The median price of a resale home was $414,200 in August, and a newly built home was $410,900.
Big picture: Home prices are feeling the weight of a prolonged period of high mortgage rates.
Homeowners thus far have enjoyed the benefits of home-price appreciation, but growth in prices look to be less robust as fewer home buyers purchase homes.
What S&P said: “Home-price growth is beginning to show signs of strain, recording the slowest annual gain since mortgage rates peaked in 2023,” Brian D. Luke, head of commodities, real estate and digital assets at S&P Dow Jones Indices, said in a statement.
“Prices continue to decelerate for the past six months, pushing appreciation rates below their long-run average of 4.8%,” he added.
There was a clear divergence between how home prices fared in Democrat-leaning blue states and Republican-leaning red states, Luke added.

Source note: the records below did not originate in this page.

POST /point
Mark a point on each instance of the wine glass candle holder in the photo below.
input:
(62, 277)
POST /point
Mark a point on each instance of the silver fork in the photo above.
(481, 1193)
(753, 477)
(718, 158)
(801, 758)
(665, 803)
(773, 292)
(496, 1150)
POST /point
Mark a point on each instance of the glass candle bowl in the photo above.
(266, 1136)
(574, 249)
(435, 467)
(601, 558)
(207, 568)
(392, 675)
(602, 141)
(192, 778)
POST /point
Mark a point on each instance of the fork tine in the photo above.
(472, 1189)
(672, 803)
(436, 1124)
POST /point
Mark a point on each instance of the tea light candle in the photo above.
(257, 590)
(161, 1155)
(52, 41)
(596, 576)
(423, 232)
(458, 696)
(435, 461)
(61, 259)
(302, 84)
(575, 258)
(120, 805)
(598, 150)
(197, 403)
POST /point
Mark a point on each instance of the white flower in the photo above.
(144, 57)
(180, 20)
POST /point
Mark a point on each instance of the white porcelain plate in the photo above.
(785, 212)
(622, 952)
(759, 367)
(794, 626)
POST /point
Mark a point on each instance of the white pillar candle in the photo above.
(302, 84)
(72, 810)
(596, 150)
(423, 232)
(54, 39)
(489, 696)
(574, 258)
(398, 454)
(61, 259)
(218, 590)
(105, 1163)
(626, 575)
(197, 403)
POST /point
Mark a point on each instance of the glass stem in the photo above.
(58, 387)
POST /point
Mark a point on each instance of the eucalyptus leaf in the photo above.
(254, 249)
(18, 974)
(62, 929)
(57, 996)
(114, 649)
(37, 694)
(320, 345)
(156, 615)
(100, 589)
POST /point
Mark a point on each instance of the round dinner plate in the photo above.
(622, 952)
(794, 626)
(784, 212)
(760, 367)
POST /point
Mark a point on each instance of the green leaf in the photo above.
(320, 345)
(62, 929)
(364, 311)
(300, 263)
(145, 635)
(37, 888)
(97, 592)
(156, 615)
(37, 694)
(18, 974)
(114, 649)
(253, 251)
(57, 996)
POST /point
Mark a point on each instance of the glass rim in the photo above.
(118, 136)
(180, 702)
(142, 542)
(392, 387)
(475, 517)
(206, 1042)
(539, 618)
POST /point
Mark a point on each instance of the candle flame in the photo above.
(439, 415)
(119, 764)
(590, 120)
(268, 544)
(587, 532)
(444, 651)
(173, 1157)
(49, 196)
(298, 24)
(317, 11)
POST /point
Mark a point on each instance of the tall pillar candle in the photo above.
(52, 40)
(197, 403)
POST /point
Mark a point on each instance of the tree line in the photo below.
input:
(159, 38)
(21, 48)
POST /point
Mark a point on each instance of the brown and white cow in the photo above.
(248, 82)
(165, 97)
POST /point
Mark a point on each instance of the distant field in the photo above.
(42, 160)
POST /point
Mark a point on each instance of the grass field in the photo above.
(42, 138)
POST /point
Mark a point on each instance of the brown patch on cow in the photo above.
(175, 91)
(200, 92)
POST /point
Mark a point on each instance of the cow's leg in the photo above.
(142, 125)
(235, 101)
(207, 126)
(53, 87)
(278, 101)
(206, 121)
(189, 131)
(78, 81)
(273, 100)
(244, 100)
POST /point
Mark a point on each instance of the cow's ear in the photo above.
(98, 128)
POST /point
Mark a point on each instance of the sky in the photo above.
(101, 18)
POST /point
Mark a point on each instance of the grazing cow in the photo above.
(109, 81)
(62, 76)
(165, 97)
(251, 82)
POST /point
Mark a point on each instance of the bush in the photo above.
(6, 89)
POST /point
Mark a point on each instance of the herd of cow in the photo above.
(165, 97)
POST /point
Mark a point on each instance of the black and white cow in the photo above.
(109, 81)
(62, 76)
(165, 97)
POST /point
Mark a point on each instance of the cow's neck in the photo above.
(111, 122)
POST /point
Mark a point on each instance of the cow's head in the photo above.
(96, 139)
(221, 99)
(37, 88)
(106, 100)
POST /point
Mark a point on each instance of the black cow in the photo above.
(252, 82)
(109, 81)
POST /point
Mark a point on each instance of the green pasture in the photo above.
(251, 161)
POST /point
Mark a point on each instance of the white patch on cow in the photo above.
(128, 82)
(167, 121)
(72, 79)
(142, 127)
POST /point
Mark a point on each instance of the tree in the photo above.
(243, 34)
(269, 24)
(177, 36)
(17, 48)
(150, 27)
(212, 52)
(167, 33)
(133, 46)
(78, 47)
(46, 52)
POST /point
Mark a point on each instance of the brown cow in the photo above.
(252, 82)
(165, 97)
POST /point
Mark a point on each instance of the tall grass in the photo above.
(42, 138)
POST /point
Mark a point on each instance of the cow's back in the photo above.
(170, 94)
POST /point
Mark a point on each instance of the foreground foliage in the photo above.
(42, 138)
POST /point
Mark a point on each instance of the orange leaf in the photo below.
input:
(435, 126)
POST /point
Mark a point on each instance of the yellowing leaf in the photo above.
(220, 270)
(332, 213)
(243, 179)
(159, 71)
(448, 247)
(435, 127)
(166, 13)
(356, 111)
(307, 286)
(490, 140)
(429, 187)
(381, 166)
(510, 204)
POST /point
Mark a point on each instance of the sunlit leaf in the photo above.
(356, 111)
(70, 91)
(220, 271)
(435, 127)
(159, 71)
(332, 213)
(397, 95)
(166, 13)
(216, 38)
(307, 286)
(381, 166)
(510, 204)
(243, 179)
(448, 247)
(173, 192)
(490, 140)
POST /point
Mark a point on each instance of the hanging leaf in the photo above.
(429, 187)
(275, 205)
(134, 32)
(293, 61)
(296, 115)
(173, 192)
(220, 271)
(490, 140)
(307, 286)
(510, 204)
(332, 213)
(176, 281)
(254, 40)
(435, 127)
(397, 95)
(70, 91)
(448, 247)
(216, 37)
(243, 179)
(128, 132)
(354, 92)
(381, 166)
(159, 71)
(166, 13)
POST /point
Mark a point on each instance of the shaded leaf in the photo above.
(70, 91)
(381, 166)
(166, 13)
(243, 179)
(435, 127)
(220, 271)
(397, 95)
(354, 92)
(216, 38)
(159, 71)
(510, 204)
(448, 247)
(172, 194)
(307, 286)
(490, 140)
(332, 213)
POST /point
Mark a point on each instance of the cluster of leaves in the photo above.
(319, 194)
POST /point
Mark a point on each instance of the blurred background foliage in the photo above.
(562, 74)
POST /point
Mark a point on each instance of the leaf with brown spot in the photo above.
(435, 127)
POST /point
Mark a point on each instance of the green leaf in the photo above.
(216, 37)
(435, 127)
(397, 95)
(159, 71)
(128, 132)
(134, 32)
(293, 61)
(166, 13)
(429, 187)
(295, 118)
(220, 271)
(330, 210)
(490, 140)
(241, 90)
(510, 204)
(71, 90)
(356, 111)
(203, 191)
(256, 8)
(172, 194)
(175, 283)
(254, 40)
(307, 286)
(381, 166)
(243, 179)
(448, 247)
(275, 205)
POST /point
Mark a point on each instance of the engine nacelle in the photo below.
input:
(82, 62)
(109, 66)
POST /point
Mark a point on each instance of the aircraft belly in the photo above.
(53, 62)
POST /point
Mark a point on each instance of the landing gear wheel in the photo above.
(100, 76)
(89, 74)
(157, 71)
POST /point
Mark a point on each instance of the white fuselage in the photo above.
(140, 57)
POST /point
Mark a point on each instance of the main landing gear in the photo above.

“Comparing average gains of traditional red and blue states highlight a slight advantage for home price markets of blue states,” he explained. “With stronger gains in the Northeast and West than the South, blue states have outperformed red states dating back to July 2023.”
What are they saying? “This month’s release covers home sales in June, July and August, a period in which home sales activity, time on market, and price cuts tilted in buyers’ favor,” Hannah Jones, a senior economic research analyst at Realtor.com, said in a statement.
But even as “mortgage rates started to fall in May and continued to generally trend lower through September,” she added, “this drop in rates has not yet resulted in a significant uptick in demand and home sales activity, which meant home-price growth continued to mellow.”
(Realtor.com is operated by News Corp subsidiary Move Inc., and MarketWatch is a unit of Dow Jones, which is also a subsidiary of News Corp.)
Looking ahead: “Next year, we expect a small recovery in buyer demand which should offset growing resale supply, preventing house price inflation slowing any further,” Thomas Ryan, an economist focused on North America at Capital Economics, wrote in a note.
“We are forecasting 4% house price rises in 2025 and 2026,” he added.